Numero 5 - 2002

 

 

 

 

 

 

 

 

 

 

 

 

 

 

 

 

 

 

 

 

 

 

 

 

 

 

 

 

 

 

 

 

 

 

 

 

 

 

 

 

 

 

 

 

 

 

 

 

 

 

 

 

 

 

La qualità morfologica nei Ptc


Francesca di Transo


 

I piani territoriali di coordinamento conquistano spazi di progettazione del suolo e dei suoi usi sempre più raffinati ed estesi ad aspetti prima generalmente trascurati. Francesca di Transo presenta alcune esperienze recenti di pianificazione provinciale nelle quali si ritrova particolare attenzione alla classificazione e all'ordinamento di territori aperti, costituiti da campagne antropizzate e paesaggi naturali, ed insediamenti umani, articolati in tessuti urbani e specialistici

 

Il lavoro vuole rappresentare un contributo alla lettura dei piani territoriali di coordinamento (Ptc), in modo da consentire di verificare come, nelle recenti esperienze, ha trovato risposta la domanda di maggiore spazio per il controllo della qualità morfologica. Su questi temi si è sviluppato, infatti, negli ultimi anni un vivace dibattito; alla fine di questo lungo processo, nella fase in cui ora ci troviamo, è possibile considerare come acquisite e generalmente condivise queste affermazioni:

- la pianificazione urbanistica non può ignorare la morfologia;

- l’area vasta si presta a contenere indicazioni morfologiche;

- il Ptc è lo strumento consolidato di pianificazione generale sovracomunale.

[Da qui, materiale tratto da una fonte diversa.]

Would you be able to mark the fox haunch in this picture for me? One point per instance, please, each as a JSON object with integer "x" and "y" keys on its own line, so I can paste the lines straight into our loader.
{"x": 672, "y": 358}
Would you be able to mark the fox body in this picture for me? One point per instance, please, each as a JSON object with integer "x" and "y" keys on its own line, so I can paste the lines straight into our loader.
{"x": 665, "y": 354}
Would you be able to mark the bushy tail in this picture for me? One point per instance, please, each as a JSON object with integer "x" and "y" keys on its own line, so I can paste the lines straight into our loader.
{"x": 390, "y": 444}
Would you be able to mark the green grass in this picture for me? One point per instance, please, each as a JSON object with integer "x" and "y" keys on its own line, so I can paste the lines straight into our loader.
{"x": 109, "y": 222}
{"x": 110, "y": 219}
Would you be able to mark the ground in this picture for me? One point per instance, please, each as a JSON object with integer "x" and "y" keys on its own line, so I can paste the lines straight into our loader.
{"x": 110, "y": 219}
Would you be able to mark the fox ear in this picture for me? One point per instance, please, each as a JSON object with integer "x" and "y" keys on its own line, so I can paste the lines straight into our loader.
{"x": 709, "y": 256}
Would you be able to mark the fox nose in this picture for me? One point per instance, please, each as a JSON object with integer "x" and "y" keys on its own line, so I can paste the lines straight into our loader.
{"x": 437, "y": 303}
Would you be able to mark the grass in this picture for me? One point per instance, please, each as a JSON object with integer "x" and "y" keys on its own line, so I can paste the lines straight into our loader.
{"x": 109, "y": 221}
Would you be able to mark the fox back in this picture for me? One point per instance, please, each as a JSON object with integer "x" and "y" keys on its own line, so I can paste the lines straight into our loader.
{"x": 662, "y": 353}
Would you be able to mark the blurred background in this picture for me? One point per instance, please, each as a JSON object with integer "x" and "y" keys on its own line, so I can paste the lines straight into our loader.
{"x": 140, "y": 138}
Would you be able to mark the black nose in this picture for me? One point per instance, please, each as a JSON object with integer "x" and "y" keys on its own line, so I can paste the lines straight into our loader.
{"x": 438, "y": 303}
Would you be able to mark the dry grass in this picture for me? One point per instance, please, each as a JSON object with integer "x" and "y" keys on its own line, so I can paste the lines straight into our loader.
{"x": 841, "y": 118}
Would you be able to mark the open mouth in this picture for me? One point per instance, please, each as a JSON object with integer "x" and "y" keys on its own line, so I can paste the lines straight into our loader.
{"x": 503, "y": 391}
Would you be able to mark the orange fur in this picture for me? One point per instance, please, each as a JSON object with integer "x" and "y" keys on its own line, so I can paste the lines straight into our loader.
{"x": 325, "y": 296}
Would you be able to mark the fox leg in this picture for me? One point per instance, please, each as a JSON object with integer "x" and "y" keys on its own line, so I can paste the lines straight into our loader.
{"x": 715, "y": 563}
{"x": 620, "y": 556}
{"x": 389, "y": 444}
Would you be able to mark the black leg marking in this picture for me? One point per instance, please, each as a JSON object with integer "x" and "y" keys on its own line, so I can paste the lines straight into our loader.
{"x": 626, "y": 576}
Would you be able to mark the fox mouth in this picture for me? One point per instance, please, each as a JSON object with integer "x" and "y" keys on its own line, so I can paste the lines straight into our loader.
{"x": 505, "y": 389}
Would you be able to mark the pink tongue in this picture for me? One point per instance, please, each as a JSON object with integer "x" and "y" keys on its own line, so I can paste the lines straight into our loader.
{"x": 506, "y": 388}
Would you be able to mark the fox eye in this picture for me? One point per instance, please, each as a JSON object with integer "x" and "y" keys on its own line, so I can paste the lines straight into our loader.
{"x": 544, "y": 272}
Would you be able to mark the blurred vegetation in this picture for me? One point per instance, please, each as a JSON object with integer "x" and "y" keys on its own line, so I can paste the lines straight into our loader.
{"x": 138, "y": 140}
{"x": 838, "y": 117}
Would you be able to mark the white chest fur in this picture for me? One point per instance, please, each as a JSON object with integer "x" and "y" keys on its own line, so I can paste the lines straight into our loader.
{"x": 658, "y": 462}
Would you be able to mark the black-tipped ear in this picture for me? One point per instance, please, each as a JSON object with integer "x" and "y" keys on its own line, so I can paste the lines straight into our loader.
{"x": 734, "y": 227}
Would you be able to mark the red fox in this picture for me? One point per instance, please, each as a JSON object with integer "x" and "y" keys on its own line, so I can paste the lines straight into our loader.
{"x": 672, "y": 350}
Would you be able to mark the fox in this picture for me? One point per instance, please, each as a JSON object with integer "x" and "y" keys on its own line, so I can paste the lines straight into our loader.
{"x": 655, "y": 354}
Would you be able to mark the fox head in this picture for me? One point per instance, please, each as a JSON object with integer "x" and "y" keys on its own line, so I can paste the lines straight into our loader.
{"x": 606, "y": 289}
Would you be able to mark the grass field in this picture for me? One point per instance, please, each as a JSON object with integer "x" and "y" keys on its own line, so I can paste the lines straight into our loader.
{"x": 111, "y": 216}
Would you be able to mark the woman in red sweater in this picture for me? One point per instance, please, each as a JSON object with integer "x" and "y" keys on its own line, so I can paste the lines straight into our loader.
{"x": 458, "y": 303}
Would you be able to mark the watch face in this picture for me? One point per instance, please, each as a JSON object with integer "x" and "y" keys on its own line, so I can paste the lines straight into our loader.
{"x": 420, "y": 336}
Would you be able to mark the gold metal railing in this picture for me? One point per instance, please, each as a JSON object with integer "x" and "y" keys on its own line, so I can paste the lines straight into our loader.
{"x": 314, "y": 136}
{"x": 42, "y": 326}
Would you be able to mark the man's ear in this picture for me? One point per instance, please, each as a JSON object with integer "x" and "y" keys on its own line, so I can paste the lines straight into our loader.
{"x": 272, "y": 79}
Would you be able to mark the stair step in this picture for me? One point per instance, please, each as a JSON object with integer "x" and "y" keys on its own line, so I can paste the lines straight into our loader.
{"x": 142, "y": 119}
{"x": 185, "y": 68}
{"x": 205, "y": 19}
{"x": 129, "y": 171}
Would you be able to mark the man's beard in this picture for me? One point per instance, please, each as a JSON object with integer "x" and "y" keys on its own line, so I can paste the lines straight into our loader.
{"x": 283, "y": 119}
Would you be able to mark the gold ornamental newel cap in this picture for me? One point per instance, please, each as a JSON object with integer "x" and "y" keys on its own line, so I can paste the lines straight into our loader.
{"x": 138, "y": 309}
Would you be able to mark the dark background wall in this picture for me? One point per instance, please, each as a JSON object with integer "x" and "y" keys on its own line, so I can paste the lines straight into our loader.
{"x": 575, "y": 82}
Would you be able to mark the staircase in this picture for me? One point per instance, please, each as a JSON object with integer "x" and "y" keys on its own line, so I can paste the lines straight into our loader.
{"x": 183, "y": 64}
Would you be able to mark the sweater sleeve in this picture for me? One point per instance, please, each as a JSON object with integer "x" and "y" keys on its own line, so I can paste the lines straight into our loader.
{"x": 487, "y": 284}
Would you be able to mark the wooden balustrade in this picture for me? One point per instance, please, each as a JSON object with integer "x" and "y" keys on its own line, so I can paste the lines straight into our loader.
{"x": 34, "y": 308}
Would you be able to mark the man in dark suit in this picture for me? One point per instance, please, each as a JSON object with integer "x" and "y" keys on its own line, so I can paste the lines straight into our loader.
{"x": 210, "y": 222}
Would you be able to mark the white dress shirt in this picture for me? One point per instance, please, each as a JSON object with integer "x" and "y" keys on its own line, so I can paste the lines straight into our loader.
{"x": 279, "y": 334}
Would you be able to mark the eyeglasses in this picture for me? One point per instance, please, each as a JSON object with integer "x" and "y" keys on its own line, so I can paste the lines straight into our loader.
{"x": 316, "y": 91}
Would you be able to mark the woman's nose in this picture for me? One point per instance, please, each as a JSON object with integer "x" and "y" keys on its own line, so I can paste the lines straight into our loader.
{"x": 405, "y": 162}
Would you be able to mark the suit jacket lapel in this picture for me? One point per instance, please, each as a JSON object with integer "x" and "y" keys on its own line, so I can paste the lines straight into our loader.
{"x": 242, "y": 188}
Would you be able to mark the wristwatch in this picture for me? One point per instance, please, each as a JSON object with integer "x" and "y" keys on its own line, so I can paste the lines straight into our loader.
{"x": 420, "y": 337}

Se in passato si è ritenuto che la pianificazione potesse occuparsi prevalentemente, se non solo, delle questioni economiche e sociali, questa prospettiva appare oggi definitivamente superata.

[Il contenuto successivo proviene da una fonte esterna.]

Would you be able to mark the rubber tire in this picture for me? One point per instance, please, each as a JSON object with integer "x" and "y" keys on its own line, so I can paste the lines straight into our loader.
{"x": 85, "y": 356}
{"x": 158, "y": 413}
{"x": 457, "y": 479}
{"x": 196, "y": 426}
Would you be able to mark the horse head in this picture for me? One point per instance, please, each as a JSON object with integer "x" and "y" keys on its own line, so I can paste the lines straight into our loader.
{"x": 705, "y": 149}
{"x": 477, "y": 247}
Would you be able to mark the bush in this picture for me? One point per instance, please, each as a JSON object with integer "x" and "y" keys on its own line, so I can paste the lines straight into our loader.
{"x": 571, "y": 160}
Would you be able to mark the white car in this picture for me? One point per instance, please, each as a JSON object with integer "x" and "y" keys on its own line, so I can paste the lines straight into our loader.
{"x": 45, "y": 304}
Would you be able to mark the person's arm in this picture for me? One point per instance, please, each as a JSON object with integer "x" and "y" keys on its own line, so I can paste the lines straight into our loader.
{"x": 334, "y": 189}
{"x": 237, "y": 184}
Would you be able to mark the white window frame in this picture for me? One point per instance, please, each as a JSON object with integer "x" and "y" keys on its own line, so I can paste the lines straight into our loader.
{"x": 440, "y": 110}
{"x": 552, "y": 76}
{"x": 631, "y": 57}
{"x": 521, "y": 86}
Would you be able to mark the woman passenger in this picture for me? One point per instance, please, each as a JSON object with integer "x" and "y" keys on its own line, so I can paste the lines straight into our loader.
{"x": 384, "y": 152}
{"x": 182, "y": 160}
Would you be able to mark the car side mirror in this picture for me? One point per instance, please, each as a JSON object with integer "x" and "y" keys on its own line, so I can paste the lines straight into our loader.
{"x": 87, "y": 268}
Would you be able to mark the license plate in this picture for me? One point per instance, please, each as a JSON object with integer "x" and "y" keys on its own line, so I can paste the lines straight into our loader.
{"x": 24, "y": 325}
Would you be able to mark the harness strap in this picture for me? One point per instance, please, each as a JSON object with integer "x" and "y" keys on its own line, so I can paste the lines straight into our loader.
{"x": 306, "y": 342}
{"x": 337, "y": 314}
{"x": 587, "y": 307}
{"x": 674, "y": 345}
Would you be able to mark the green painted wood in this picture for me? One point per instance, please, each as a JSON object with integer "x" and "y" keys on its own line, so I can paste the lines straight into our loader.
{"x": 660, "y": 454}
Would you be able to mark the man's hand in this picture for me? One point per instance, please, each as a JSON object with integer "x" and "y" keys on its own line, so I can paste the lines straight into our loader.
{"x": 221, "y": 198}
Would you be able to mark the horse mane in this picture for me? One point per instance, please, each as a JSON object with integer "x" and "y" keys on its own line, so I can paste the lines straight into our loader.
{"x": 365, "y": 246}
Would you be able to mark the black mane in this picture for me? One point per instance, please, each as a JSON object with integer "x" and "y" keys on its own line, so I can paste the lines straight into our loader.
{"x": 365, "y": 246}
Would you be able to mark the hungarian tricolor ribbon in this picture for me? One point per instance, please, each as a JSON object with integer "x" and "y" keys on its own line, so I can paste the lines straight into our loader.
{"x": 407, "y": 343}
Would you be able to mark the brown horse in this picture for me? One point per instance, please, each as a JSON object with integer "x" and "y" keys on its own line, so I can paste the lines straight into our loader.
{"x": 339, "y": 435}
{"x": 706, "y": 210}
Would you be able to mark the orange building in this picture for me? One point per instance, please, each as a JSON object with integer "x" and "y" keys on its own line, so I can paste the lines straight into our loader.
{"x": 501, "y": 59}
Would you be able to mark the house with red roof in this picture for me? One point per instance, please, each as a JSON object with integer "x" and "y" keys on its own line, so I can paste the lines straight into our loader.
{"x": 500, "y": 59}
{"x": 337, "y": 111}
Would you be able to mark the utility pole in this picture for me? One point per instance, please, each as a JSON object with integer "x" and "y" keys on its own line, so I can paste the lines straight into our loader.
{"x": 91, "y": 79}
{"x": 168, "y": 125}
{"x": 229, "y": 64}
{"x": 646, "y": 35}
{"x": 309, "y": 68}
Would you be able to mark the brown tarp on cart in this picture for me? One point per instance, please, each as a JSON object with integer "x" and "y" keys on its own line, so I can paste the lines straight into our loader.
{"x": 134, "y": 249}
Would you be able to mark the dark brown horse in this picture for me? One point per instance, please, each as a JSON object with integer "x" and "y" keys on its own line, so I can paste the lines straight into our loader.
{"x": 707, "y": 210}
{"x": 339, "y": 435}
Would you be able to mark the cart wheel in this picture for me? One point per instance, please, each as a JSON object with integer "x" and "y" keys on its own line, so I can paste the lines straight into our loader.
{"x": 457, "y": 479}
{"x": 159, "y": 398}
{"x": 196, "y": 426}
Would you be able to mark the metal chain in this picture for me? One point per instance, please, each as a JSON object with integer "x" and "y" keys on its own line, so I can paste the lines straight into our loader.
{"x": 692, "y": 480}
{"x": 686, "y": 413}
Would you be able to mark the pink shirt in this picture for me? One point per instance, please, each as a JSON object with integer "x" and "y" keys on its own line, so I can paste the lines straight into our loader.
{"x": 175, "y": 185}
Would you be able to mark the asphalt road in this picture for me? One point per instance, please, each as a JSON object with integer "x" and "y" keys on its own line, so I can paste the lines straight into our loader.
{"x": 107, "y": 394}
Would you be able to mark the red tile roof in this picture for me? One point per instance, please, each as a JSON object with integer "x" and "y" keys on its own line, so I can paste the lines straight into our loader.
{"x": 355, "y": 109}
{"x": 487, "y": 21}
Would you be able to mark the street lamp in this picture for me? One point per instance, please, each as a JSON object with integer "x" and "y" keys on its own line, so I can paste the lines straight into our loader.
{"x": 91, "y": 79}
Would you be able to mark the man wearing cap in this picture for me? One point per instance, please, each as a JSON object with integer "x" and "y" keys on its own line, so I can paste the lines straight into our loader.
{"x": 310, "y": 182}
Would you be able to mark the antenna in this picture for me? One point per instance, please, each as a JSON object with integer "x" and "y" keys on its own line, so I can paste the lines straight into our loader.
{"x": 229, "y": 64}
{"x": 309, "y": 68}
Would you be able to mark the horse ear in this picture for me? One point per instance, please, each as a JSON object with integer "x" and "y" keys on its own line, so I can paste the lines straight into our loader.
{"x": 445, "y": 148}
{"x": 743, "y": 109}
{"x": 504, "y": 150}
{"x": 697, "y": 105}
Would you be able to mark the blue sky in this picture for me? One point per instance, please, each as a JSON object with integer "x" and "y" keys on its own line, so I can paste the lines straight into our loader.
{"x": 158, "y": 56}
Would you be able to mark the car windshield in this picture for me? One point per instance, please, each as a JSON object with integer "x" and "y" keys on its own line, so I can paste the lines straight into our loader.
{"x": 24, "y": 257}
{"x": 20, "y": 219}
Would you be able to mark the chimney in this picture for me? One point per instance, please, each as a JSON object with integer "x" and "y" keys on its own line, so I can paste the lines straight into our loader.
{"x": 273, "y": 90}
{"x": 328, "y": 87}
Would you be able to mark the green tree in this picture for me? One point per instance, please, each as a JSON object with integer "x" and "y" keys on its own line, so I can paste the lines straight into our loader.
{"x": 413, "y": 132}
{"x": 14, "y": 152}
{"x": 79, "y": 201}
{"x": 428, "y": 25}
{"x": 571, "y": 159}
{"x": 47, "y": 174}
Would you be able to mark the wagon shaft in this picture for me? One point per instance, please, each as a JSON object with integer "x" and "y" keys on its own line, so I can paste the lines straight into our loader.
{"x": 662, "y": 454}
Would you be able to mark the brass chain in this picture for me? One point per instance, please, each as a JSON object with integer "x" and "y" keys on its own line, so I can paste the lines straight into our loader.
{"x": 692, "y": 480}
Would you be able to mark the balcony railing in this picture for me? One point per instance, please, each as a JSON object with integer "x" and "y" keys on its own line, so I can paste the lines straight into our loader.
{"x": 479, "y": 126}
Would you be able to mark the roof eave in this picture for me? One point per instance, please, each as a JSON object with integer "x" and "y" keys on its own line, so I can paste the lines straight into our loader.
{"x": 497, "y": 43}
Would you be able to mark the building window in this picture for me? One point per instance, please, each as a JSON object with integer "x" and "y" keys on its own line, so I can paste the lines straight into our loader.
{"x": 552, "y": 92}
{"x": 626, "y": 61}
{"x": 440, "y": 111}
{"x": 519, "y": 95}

A questa conclusione conducono almeno tre ordini di considerazioni.

La prima è che la pianificazione non deve più far fronte ad esigenze di sviluppo economico, ma alla ricerca della qualità totale del territorio. Non è possibile avvicinarsi a questo obiettivo senza prendere in considerazione l’aspetto estetico dell’ambiente e senza tenere conto dei significati che in esso si manifestano: senza cioè mettere al centro della ricerca la questione della qualità morfologica.

L’esperienza storica, d’altro canto, rivela come nel corso del tempo la progettazione dell’assetto del territorio sia stata sempre fatta anche in funzione del valore simbolico delle costruzioni, della loro forma, della loro distribuzione sul territorio, e che solo con l’avvento dell’età moderna, sotto l’onda di travolgenti trasformazioni economiche e sociali, si è verificato un distacco tra pianificazione e morfologia che ha portato a trascurare gli aspetti estetici; è tempo, quindi, che la morfologia riconquisti la sua presenza e la sua centralità nell’ambito della pianificazione.

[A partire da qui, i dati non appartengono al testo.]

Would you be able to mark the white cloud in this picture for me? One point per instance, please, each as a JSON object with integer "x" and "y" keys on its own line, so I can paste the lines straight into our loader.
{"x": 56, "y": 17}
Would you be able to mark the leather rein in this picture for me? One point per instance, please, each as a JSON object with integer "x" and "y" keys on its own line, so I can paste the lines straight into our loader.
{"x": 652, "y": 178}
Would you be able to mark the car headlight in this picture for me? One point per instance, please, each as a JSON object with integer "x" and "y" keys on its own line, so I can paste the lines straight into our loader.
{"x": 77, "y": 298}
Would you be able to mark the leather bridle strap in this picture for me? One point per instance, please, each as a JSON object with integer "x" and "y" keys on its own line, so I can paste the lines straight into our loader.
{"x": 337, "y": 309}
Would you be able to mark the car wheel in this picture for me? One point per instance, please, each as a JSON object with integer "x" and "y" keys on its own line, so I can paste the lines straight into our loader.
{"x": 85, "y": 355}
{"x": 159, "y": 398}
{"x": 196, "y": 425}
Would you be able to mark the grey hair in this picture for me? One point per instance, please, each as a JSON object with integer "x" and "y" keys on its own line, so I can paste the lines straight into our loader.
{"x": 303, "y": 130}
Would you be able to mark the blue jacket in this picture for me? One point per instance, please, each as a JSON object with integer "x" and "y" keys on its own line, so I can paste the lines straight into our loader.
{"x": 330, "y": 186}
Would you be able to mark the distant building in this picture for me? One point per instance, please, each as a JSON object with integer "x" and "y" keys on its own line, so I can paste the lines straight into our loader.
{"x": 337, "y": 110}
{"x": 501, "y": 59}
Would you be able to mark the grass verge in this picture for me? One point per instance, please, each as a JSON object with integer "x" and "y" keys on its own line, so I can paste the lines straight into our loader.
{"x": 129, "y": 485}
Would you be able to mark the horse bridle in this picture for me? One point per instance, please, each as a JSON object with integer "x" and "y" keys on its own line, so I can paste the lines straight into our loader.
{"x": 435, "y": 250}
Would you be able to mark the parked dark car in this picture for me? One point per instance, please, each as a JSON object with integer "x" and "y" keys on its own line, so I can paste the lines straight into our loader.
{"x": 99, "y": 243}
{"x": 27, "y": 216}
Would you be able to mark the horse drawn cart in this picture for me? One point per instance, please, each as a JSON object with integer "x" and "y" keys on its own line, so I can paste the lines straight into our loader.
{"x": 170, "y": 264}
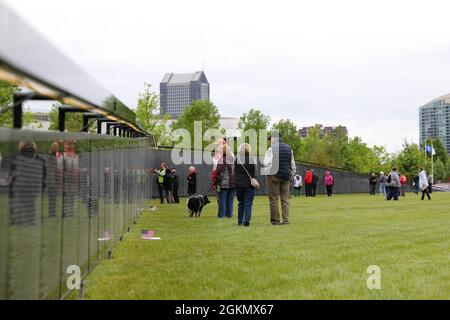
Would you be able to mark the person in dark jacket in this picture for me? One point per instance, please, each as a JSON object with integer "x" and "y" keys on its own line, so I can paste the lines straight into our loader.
{"x": 280, "y": 168}
{"x": 28, "y": 174}
{"x": 175, "y": 185}
{"x": 372, "y": 184}
{"x": 315, "y": 180}
{"x": 243, "y": 173}
{"x": 416, "y": 184}
{"x": 223, "y": 182}
{"x": 308, "y": 182}
{"x": 393, "y": 182}
{"x": 160, "y": 177}
{"x": 168, "y": 184}
{"x": 192, "y": 181}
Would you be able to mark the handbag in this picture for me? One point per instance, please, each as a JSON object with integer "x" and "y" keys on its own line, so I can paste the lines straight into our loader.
{"x": 253, "y": 181}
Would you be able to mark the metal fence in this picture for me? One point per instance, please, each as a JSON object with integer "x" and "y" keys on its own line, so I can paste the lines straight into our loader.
{"x": 345, "y": 181}
{"x": 65, "y": 199}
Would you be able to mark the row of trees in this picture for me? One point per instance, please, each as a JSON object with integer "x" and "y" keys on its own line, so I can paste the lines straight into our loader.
{"x": 334, "y": 149}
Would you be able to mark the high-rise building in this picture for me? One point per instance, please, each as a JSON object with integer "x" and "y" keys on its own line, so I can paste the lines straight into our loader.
{"x": 337, "y": 131}
{"x": 177, "y": 91}
{"x": 434, "y": 121}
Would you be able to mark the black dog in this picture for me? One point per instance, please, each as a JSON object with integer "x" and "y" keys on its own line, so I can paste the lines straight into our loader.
{"x": 196, "y": 203}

La seconda è che la morfologia attiene all’identità, che costituisce un valore fondamentale per la qualità della vita. In un’epoca nella quale la globalizzazione comincia a mostrare i suoi effetti negativi, di omogeneizzazione e di confusione tra culture, linguaggi e contesti diversi, è sempre più forte la necessità di ancorare ogni realtà locale alle sue proprie radici.

Chi vive in un luogo, come pure chi lo visita, deve sentire il senso della sua identità, deve comprendere la differenza che ogni luogo ha rispetto agli altri. La ricerca morfologica deve scoprire i caratteri essenziali di questa identità, non come una entità immutabile, ma come una realtà in continua evoluzione, e deve indicare i mezzi perché quest’identità, pur nel continuo cambiamento, si conservi.

La terza considerazione è che anche il mercato oggi non è insensibile agli aspetti della morfologia: è da considerare finita la stagione nella quale il mercato immobiliare puntava soltanto sulla quantità; ora ci troviamo di fronte ad un mercato sempre più differenziato, in cui ciò che conta è la qualità. Le indicazioni del mercato non offrono necessariamente indicazioni appaganti sotto il profilo culturale; l’attuale congiuntura va pertanto segnalata, perché, se in passato il mercato è stato antagonista di una buona programmazione, oggi può addirittura diventarne un buon alleato.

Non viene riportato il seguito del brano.